Mid life crisis affair

My husband left me after almost 30 years of marriage so he could live with his co worker who he's been working with for 13 years and having an affair with for at least 6 months. He never told me he was unhappy with me. I always felt so fortunate that I had him for my husband.


I did notice changes in his sexuality in the last 3 years. He became less affectionate and seem to desire me less. He started to sleep down stairs more and made excuses like: I have sleeping problems and my asthma is bothering me. I believed him because he has severe asthma and is on lots of meds. I never doubted his love for me because it had always been so constant.

The last six months he really withdrew and around the holidays he seemed as if he was hiding in the corner not even talking and being the loving dad he had always been to my daughter who was visiting us from Washington dc. My daughter and I were so distraught. She even started to cry and asked her Dad what was wrong, but he didn't know what to say and that he would try to be more there for us.

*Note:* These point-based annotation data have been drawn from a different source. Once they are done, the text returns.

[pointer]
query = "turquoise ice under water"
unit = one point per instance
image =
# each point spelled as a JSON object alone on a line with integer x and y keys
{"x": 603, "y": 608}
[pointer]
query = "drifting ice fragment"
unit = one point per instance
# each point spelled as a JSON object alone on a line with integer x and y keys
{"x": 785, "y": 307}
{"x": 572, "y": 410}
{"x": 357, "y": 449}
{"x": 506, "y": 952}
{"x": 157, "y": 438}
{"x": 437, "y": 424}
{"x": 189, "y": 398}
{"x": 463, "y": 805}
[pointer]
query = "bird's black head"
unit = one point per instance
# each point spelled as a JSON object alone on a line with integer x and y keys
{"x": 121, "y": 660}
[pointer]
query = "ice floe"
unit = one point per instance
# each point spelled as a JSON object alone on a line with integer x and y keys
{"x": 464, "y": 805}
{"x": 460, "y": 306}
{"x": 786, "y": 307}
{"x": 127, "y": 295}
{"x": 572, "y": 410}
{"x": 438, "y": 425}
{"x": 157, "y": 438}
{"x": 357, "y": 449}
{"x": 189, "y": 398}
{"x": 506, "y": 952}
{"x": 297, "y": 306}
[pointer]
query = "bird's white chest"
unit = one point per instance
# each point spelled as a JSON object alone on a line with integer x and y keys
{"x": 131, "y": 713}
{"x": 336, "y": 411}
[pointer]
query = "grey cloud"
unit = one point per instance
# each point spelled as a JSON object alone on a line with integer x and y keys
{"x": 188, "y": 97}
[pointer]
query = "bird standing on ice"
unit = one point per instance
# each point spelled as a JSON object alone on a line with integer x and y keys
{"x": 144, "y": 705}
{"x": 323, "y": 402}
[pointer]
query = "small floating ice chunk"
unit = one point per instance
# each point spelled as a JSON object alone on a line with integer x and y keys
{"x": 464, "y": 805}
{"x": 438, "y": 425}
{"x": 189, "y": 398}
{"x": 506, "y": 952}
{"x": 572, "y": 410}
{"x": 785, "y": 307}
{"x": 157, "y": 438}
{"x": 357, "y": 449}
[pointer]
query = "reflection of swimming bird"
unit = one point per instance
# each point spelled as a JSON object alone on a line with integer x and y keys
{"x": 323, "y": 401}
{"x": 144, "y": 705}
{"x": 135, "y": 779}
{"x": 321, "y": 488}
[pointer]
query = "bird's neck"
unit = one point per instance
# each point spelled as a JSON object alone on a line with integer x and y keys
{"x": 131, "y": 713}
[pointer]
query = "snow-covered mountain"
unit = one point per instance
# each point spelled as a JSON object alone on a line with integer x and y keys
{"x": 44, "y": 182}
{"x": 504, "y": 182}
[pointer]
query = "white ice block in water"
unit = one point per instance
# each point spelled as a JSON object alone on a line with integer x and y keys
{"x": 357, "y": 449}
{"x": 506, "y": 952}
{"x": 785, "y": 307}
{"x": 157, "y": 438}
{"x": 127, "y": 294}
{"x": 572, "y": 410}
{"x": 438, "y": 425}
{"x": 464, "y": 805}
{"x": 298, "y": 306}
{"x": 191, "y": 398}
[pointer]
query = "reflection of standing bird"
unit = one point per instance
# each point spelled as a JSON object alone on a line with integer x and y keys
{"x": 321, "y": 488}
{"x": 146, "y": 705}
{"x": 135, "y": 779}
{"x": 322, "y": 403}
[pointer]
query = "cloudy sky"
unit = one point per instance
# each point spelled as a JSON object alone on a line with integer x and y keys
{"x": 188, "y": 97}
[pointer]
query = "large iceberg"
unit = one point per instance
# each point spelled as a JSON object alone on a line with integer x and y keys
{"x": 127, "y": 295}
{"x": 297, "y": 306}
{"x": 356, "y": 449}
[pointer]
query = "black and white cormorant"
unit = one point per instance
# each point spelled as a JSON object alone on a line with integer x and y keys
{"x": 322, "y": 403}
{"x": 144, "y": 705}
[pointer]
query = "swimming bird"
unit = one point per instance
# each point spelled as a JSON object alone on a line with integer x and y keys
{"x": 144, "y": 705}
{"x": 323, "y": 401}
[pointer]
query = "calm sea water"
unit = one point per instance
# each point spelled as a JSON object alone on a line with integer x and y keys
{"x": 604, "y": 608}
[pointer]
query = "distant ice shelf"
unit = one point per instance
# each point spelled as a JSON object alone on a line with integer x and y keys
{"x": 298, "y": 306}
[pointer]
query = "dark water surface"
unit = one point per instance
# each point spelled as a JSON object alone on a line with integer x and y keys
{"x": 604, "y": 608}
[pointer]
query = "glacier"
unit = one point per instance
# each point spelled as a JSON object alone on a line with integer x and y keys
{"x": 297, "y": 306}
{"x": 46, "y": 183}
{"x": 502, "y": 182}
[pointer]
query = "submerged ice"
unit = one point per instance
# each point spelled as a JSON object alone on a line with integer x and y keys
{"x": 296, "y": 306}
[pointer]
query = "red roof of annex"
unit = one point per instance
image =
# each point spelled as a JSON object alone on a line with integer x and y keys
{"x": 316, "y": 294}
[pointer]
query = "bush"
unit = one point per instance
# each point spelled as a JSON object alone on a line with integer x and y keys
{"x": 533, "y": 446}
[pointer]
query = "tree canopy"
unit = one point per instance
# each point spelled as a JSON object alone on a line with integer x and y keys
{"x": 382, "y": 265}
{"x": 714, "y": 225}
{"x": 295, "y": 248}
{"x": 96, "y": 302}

Of course I was beside myself and begged him to let me know what was wrong. I decided to take him to a resort to Costa Rica to help him de-stress. It was then right before the trip he confessed the affair. This is what he said to me: " I'm having an affair with .... I'm totally obsessed with her and I'm afraid I will lose her to another man" Well a minute before that I never thought my husband was capable of such a thing or such deception. He had never even told me he was ever attracted to her. He had always told me in the past if he was attracted to certain co workers. I asked him if he was willing to give up his family for her and he replied. "I think so"
Anyway he has left.

He almost immediately moved in with .... and is becoming more apart of her family. I have an 89 year old mother who lives next door who helped us raise our daughter when we both had to work. He helps pay half of the bills, but left me with the maintenance of the house and my aging mother who most recently broke her hip. My daughter who had the most loving relationship with her Dad refuses to have anything to do with him. I am seeking a divorce now, but most concerned about my daughter's relationship with her Dad. We speak cordially on the phone and keep him abreast about what is going on in our daughter's life. PLS advize with any insights. Thank you so much!

Noel's response

I don't know what to advise. You seem to be doing what is necessary given the circumstances. I don't that there is much you can do about your daughter's relationship with her dad, as it is up to them (especially her dad) to figure out.